Build and install Python 3.5 from source and run your package's test suite in
a virtual environment or in tox. (tox 2.1 supports Python 3.5 but it isn't
yet available in Debian/Ubuntu - no worries, install tox in a virtualenv and
use *that* to run your test suite.)

Create a chroot with the py35asdefault PPA enabled, and do some porting there.
Here's a good guideline on how to use a PPA.

https://help.launchpad.net/Packaging/PPA
https://launchpad.net/~pythoneers/+archive/ubuntu/py35asdefault

Examine the build failures and see if you can identify or fix the problem.
Start with the package details page

https://launchpad.net/~pythoneers/+archive/ubuntu/py35asdefault/+packages

and drill down into the console logs for specific failures by clicking on the
'amd64' or 'i386' links next to any big red X you see, then clicking on the
'buildlog' link.
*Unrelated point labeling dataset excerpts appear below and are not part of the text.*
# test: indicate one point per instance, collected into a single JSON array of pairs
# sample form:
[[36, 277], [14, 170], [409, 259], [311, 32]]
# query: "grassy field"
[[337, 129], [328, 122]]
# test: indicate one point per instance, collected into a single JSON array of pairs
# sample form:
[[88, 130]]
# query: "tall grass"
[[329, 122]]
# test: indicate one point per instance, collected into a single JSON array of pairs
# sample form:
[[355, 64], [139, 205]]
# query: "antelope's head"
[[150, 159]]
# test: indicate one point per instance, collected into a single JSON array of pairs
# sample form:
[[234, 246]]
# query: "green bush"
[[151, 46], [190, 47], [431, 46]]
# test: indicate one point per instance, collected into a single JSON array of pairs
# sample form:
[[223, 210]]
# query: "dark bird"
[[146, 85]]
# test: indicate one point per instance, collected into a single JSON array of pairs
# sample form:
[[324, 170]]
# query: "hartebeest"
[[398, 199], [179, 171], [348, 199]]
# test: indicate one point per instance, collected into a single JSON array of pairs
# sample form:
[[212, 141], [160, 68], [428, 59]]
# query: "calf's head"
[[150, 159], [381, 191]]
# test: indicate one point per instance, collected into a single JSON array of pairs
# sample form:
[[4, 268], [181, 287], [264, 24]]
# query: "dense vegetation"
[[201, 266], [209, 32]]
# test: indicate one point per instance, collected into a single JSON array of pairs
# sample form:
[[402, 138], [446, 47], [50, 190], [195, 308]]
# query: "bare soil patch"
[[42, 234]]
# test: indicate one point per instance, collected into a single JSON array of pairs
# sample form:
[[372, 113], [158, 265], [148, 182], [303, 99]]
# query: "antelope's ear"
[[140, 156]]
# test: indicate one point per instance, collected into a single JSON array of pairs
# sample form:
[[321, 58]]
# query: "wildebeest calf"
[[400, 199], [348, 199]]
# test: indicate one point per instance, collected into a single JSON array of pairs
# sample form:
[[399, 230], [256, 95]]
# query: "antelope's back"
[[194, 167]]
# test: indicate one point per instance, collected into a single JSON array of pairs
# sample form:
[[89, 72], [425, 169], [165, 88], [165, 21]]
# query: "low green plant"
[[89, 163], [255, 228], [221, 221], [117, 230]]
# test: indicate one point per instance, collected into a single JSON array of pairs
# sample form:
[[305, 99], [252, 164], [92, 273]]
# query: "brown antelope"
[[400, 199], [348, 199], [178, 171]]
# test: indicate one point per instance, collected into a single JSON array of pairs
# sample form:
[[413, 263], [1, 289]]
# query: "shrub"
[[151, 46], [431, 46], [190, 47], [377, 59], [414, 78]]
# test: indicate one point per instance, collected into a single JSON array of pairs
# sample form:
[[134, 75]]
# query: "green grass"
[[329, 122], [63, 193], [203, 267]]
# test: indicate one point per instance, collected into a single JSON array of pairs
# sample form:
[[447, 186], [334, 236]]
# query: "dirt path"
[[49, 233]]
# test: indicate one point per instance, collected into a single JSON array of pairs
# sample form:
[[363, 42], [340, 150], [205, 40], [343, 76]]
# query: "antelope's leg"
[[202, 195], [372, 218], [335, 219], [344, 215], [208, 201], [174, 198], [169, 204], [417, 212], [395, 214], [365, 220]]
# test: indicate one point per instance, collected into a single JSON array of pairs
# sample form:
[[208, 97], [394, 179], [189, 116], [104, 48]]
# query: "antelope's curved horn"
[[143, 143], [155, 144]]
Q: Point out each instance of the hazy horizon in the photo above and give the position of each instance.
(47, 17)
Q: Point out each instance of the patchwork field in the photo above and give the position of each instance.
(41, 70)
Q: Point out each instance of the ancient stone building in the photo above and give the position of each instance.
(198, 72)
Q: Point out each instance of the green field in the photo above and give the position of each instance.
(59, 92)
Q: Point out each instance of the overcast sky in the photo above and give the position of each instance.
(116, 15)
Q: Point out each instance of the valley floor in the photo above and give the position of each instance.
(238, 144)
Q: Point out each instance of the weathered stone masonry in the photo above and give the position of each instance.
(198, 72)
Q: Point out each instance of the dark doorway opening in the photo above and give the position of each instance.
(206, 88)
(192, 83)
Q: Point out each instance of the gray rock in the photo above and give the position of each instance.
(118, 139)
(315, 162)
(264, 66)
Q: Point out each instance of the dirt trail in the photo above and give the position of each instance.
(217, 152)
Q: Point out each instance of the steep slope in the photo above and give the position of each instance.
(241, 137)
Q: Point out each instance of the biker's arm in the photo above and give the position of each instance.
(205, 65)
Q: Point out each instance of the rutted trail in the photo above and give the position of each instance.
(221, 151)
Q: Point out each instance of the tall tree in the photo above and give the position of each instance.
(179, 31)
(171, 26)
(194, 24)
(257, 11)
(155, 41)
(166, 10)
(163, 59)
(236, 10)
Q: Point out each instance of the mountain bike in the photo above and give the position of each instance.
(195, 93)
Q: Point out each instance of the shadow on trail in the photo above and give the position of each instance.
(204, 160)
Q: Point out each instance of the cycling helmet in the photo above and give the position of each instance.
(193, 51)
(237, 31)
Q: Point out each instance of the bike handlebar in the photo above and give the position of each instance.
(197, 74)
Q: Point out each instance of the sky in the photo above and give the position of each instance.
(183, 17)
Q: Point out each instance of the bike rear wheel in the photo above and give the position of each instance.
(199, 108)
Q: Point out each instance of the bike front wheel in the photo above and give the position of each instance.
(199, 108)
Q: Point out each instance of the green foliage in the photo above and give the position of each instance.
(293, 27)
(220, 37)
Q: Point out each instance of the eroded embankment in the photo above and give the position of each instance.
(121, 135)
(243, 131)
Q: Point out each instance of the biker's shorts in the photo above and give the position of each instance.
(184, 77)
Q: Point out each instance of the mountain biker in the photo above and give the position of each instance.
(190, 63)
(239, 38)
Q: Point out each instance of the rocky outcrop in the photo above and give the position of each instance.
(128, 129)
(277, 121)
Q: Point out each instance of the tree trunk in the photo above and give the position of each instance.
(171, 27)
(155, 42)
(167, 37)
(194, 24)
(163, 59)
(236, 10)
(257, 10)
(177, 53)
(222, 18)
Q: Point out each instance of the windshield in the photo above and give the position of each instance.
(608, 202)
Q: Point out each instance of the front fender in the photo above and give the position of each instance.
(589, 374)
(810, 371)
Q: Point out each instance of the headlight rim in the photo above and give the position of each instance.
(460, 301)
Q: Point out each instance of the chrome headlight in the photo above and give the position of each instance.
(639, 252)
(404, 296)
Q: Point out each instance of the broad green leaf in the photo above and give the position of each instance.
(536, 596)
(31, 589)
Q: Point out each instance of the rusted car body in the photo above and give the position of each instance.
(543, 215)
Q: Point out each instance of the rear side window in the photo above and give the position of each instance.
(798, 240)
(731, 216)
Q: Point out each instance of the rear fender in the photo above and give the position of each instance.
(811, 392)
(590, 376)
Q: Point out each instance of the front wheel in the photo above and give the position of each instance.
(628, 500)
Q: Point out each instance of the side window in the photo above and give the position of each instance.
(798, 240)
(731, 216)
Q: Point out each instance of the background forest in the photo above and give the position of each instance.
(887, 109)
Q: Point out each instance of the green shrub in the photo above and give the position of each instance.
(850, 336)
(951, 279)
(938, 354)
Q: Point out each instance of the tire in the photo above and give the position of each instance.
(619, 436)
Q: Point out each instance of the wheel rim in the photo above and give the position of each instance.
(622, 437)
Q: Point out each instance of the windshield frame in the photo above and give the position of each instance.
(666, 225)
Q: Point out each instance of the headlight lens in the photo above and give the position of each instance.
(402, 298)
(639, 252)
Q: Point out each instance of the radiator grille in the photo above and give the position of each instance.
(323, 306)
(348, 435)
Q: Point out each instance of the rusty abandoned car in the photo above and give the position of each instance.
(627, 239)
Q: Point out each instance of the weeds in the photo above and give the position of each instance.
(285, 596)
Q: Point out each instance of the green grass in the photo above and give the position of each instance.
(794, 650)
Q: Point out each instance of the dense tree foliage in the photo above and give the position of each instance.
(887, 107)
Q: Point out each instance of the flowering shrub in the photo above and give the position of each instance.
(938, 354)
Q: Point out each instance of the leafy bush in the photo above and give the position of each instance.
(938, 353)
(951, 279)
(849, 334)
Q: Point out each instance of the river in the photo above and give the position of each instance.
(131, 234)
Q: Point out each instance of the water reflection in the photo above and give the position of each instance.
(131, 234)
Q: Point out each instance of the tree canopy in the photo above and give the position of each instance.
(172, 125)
E.g.

http://tinyurl.com/pnpjtv6

Scroll down near the bottom, which is where the failure will most likely be
evident.

Release new versions of your packages with Python 3.5 support to PyPI so the
Debian maintainers and Ubuntu developers can begin to upload compatible
versions. If you're a developer for other Linux distros or platforms, let's
work together! (As is often the case, we'll trail blaze on Ubuntu and push
the results upstream to Debian as much as possible.)

Follow up here on any of the CC'd mailing lists, email me directly, or ping me
on IRC (nick 'barry' on python-dev, ubuntu-release @ freenode, debian-python @
OFTC).

Python 3.5 is in beta, with a final release scheduled for September 2015 (see
PEP 478). There's still plenty of time to fix or adjust to issues we find but
there are a ton of packages, so all help is greatly appreciated.

Let's make Python 3.5 the easiest upgrade ever.